Ich freue mich über Vorschläge.

Meine Config:
Prozessor: Intel Core I7 - 4790K 4x4.00 GHz
CPU Kühler: be quiet! Dark Rock 3
RAM: 16GB G.Skill TridentX DDR3-2400
GraKa: 4096MB MSI Geforce GTX 970 Gaming 4G Aktiv
SSD: 256GB Samsung 840 Pro Series 2.5"
HDD: 4TB WD Black
Mainboard: MSI Z97 Gaming 5
Gehäuse: NZXT Phantom 410
Netzteil: 750 Watt be quiet!

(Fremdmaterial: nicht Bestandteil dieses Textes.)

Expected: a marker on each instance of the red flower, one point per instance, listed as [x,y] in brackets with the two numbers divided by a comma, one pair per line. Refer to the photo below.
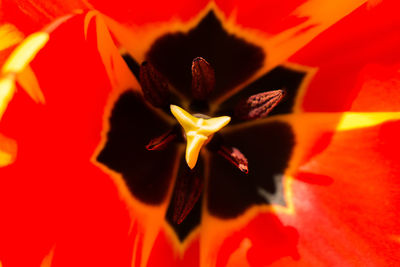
[322,184]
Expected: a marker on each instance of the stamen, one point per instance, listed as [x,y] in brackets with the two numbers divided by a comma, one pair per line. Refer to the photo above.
[203,78]
[197,131]
[154,86]
[163,140]
[258,106]
[236,157]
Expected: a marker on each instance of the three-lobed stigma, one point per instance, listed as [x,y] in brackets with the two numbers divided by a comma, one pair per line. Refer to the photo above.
[197,131]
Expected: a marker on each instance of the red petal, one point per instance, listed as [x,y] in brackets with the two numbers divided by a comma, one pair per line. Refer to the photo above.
[367,36]
[143,12]
[54,194]
[354,219]
[31,15]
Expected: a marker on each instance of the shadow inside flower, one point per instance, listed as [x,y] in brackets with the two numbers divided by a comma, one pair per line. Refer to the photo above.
[263,241]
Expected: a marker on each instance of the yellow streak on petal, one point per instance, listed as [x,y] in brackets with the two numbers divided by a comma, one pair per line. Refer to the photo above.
[7,88]
[357,120]
[9,36]
[197,131]
[8,150]
[118,72]
[48,259]
[27,79]
[25,52]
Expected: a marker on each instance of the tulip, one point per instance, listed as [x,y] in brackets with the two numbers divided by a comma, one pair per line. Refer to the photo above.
[221,133]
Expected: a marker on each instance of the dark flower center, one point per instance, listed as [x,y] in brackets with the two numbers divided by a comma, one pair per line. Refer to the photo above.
[242,165]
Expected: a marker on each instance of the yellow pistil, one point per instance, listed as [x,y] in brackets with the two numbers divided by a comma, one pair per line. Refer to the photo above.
[197,131]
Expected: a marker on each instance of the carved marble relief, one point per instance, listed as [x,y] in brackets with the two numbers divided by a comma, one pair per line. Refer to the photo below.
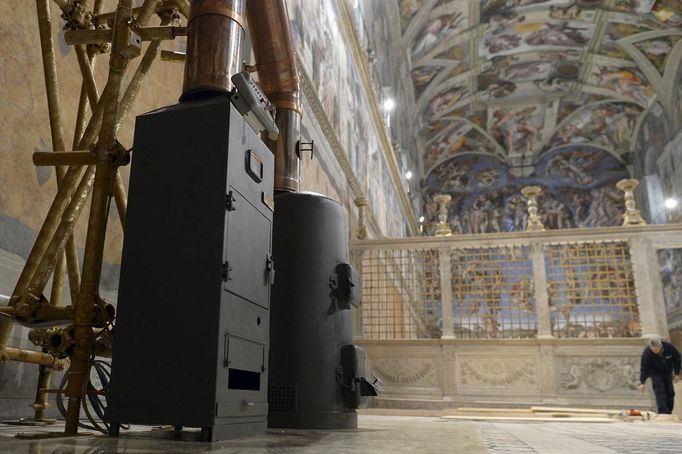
[604,375]
[512,372]
[406,371]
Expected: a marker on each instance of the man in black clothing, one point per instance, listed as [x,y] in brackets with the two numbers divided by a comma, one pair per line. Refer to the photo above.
[660,360]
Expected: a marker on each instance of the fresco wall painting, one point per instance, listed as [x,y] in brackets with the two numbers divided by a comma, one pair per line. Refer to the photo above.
[578,191]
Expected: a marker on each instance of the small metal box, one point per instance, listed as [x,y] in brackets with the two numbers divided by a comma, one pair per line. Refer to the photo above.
[191,336]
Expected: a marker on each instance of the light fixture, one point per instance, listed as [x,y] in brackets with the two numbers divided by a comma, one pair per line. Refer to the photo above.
[389,104]
[670,203]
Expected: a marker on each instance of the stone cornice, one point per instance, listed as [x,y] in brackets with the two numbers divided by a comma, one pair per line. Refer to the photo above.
[385,143]
[336,147]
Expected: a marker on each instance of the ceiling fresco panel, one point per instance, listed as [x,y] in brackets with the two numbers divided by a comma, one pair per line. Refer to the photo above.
[444,23]
[546,92]
[518,130]
[657,50]
[624,79]
[607,125]
[422,77]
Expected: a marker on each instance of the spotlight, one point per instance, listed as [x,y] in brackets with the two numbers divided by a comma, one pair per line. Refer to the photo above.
[389,104]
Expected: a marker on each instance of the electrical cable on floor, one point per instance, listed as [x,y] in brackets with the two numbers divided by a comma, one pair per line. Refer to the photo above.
[96,398]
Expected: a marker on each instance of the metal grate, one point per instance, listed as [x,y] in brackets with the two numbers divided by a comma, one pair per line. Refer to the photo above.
[401,294]
[492,292]
[591,290]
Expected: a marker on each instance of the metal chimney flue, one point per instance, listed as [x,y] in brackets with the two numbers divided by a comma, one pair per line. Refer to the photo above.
[215,41]
[278,77]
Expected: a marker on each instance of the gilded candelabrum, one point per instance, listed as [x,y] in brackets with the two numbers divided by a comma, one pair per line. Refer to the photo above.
[442,228]
[534,223]
[632,215]
[362,204]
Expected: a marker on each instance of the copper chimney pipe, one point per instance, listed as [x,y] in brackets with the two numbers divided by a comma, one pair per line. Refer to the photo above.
[278,78]
[215,42]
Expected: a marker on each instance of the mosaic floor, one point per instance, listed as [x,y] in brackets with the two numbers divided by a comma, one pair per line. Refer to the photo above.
[382,434]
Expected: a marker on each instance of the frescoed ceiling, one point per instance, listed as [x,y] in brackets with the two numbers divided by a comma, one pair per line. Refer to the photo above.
[506,90]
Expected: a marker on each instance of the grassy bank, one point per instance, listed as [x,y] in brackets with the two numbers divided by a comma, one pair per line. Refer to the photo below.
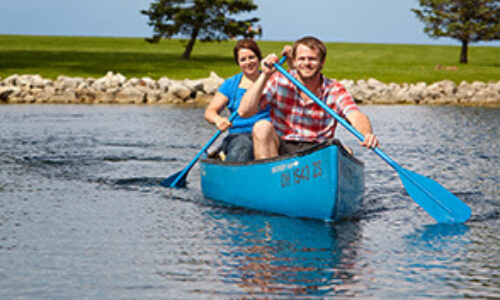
[51,56]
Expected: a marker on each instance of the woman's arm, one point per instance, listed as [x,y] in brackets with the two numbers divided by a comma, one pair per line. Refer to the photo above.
[212,112]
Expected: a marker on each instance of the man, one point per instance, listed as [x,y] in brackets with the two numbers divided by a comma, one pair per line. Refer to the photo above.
[296,120]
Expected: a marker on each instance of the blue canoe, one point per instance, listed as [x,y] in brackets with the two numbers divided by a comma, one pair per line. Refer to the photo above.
[322,182]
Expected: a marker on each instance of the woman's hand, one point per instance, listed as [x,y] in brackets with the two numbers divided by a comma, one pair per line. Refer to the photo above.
[268,64]
[370,141]
[222,123]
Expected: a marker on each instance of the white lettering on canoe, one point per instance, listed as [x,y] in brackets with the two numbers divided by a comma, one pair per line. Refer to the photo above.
[284,167]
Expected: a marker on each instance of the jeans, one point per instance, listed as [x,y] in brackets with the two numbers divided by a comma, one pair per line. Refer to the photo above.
[238,147]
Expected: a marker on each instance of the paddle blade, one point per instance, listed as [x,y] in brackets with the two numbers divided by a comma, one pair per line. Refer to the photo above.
[437,201]
[177,180]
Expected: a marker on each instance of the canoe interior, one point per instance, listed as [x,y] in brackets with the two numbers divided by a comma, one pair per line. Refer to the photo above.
[324,182]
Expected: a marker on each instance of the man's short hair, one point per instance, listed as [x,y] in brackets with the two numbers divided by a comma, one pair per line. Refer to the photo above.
[313,43]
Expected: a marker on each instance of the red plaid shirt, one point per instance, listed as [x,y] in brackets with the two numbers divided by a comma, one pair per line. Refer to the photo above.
[297,120]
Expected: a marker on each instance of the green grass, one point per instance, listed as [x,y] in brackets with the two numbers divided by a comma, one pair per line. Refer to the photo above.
[51,56]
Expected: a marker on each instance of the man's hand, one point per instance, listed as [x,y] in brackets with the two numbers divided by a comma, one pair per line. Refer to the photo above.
[268,64]
[370,141]
[223,124]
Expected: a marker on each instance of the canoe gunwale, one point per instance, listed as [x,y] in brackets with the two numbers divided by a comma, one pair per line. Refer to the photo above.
[303,152]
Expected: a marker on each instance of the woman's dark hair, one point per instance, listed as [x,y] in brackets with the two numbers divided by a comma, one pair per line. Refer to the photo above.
[246,44]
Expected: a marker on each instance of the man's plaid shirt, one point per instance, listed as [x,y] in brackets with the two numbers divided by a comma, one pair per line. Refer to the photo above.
[297,120]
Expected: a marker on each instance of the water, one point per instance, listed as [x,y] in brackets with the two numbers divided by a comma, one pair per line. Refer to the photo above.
[82,216]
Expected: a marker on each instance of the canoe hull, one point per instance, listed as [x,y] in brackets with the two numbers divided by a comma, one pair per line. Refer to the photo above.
[325,183]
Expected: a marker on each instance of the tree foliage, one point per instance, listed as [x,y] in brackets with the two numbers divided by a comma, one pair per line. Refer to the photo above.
[207,20]
[465,20]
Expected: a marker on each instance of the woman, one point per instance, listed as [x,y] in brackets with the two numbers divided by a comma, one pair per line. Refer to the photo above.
[237,146]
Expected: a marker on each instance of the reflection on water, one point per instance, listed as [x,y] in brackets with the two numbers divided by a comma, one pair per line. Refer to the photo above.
[82,215]
[285,256]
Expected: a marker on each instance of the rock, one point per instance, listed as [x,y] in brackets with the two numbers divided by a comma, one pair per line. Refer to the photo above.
[5,92]
[131,95]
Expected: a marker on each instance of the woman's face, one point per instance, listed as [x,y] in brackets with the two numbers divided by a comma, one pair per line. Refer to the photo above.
[248,61]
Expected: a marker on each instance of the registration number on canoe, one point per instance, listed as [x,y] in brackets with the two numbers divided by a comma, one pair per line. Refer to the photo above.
[296,175]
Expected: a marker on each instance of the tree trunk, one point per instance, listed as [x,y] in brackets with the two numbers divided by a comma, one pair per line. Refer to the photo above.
[190,45]
[464,53]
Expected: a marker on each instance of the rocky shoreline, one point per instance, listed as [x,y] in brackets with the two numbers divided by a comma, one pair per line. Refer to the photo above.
[116,88]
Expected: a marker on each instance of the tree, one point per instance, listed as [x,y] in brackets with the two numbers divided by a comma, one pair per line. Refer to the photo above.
[207,20]
[465,20]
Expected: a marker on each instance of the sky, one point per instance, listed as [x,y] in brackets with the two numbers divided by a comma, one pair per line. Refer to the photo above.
[359,21]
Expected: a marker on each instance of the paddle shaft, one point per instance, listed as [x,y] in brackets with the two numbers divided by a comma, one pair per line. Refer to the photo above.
[203,150]
[358,135]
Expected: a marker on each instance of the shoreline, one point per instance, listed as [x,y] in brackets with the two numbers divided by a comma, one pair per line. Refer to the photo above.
[117,89]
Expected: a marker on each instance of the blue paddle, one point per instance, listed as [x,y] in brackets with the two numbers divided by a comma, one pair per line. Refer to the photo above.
[437,201]
[179,179]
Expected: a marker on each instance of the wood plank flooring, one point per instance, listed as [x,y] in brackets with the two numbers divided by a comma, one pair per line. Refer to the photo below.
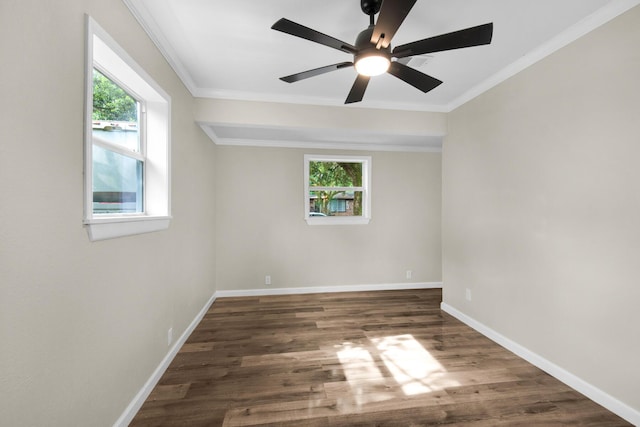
[390,358]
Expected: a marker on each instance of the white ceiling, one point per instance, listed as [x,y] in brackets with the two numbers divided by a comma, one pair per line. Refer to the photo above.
[226,49]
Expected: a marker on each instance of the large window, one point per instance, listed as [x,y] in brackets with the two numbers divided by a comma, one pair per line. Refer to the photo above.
[126,143]
[337,189]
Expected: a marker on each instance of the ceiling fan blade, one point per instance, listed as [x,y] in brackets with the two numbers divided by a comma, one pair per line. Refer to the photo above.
[315,72]
[295,29]
[414,77]
[474,36]
[392,13]
[357,90]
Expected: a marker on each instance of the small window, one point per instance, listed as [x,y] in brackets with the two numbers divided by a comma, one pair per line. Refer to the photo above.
[126,143]
[337,189]
[118,155]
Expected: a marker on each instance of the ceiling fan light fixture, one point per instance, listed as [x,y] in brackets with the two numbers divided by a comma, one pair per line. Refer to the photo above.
[372,65]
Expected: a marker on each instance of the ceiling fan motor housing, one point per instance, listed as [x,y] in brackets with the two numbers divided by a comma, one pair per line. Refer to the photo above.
[366,48]
[370,7]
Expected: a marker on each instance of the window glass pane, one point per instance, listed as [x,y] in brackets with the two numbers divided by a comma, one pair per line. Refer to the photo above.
[335,174]
[115,117]
[117,182]
[335,203]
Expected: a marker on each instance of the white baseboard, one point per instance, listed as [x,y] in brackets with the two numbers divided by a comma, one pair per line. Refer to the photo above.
[145,391]
[617,407]
[325,289]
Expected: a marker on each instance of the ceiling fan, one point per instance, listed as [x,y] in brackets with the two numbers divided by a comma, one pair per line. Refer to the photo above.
[372,52]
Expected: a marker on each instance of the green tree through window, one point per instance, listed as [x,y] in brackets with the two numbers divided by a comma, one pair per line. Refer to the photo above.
[111,102]
[341,175]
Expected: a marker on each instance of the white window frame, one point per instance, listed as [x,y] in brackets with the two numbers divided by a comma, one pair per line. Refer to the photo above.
[108,57]
[366,190]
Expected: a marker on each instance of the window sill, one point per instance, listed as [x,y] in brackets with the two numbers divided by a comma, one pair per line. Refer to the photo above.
[337,220]
[113,227]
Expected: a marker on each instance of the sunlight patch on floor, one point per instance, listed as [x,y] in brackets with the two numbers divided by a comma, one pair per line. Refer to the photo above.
[367,383]
[411,365]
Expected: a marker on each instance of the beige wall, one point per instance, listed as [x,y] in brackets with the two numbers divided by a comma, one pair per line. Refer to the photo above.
[541,201]
[317,116]
[261,228]
[83,325]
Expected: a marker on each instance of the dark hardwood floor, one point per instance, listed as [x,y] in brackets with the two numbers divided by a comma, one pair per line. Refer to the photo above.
[388,358]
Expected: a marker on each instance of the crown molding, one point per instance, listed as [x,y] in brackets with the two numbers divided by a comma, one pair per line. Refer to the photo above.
[590,23]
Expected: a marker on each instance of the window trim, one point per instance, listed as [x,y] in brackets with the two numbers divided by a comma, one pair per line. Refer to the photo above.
[108,57]
[366,190]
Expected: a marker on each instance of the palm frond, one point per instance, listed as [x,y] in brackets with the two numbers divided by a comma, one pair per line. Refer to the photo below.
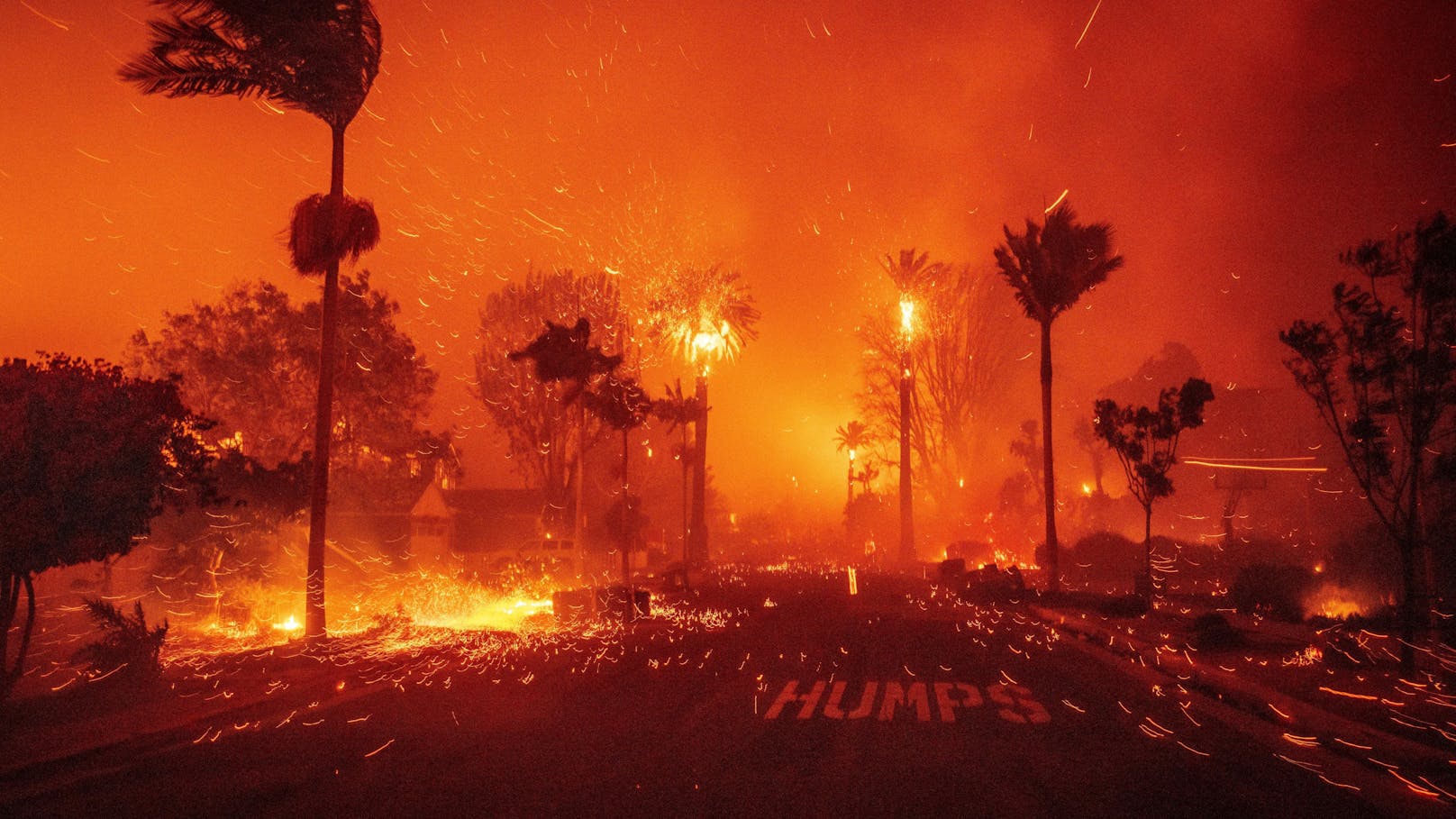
[326,229]
[318,56]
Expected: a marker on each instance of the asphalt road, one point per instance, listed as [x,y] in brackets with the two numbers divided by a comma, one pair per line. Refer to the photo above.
[808,703]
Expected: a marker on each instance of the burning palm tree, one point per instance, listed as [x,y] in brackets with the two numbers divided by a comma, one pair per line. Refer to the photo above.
[910,274]
[314,56]
[705,315]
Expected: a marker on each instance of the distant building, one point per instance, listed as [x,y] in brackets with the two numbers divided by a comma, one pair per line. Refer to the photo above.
[487,531]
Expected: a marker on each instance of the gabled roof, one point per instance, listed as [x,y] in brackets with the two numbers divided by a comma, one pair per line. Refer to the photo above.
[494,502]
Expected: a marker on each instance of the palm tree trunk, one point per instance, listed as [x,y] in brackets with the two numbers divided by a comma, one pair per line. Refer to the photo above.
[578,517]
[1049,478]
[697,529]
[686,460]
[314,620]
[626,531]
[1148,551]
[905,478]
[1413,602]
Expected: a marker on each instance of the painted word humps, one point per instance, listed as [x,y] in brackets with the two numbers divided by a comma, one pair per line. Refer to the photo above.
[887,701]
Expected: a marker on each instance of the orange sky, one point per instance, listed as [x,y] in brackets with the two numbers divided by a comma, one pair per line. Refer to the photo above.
[1236,149]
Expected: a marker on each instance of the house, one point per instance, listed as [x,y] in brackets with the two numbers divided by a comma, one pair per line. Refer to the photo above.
[488,531]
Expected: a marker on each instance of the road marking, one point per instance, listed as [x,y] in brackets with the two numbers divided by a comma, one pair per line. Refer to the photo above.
[1014,703]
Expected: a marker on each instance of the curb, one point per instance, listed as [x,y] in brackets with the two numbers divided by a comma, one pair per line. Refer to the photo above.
[1338,734]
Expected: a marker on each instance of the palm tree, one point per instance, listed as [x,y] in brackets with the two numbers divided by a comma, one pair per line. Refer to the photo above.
[678,410]
[910,274]
[851,438]
[705,315]
[314,56]
[565,354]
[1050,267]
[623,405]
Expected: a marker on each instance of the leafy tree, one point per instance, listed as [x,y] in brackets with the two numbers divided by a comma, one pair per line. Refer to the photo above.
[314,56]
[959,360]
[1146,445]
[1027,449]
[1384,378]
[1049,268]
[129,647]
[87,458]
[534,414]
[565,354]
[250,359]
[705,315]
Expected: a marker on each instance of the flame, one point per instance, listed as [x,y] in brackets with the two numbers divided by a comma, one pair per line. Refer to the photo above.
[1337,602]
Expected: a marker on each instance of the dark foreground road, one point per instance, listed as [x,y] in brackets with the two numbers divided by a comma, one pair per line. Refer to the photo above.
[810,703]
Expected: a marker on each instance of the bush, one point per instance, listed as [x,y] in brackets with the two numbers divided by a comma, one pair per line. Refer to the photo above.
[1104,556]
[1213,632]
[127,649]
[1273,590]
[1124,605]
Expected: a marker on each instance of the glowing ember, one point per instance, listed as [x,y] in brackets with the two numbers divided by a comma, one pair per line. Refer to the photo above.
[1337,602]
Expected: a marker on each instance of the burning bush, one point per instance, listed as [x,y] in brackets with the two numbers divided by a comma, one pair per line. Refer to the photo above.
[129,649]
[1333,601]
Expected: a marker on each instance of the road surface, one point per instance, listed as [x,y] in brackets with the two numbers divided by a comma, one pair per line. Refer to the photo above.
[804,701]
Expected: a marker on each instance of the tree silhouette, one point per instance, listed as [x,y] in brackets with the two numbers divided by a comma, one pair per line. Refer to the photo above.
[314,56]
[567,354]
[912,276]
[959,360]
[852,438]
[678,411]
[1384,378]
[705,315]
[1050,267]
[623,405]
[1146,445]
[250,363]
[87,458]
[533,417]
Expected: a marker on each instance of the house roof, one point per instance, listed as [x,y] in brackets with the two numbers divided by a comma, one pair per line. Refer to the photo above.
[496,502]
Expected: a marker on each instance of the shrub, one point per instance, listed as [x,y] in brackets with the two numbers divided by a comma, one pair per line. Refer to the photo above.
[1213,632]
[1271,590]
[1124,605]
[127,647]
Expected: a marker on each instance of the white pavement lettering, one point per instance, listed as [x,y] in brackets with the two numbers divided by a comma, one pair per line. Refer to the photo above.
[1012,703]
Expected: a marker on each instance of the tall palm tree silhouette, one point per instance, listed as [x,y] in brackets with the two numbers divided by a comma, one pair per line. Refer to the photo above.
[1050,267]
[705,315]
[565,354]
[314,56]
[912,276]
[623,405]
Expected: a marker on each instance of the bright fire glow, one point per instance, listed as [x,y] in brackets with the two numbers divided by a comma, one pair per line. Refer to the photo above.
[1338,602]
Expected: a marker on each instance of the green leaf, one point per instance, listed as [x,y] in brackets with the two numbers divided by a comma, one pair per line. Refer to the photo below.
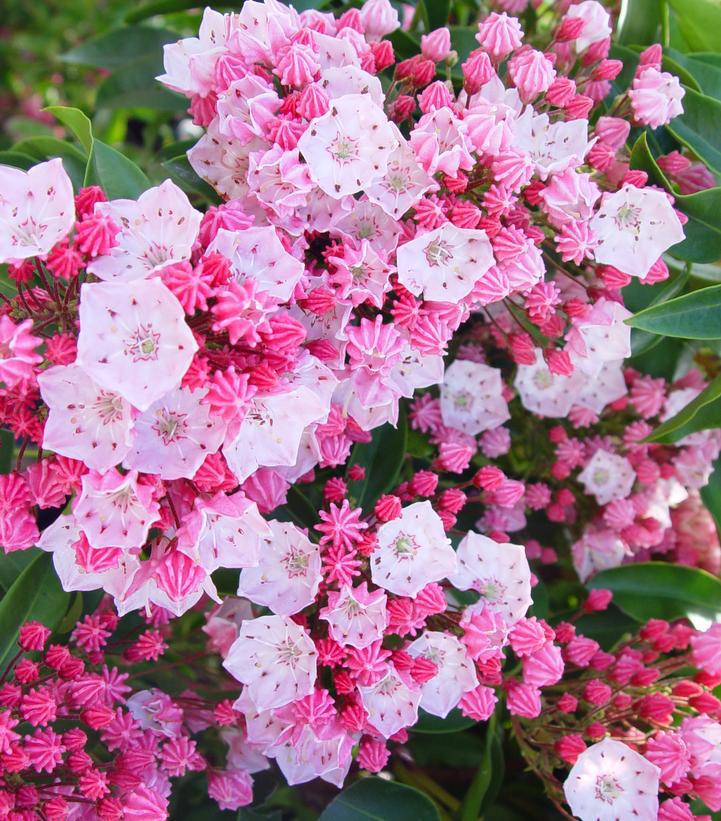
[454,722]
[184,175]
[699,127]
[118,176]
[699,22]
[380,800]
[638,22]
[463,41]
[706,74]
[658,590]
[382,459]
[404,44]
[133,85]
[711,495]
[168,7]
[489,775]
[45,148]
[437,13]
[638,297]
[12,565]
[692,316]
[122,46]
[703,231]
[701,414]
[76,121]
[36,595]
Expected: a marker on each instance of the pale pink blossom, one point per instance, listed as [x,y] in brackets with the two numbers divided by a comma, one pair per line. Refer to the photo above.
[275,659]
[609,781]
[157,230]
[134,340]
[412,551]
[499,572]
[36,209]
[287,574]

Power Zone Modular 80+ Bronze
Soundkarte: Creative Sound Blaster Z (optional)
W-Lan Karte: TP-Link TL-WDN4800 WL450MBit
Laufwerk: LG BH16NS40 Blu-Ray Disc Writer
OS: Win 8.1 64bit Pro

Momentan würde ich mit dieser Config bei ca. 1.700 € liegen.
Der Rechner wird hauptsächlich als Gaming PC genutzt, daher ist Übertaktung gewollt.

Vielen Dank für eure Posts

Gruß

JohnnyBeton


----------



## Herbboy (24. November 2014)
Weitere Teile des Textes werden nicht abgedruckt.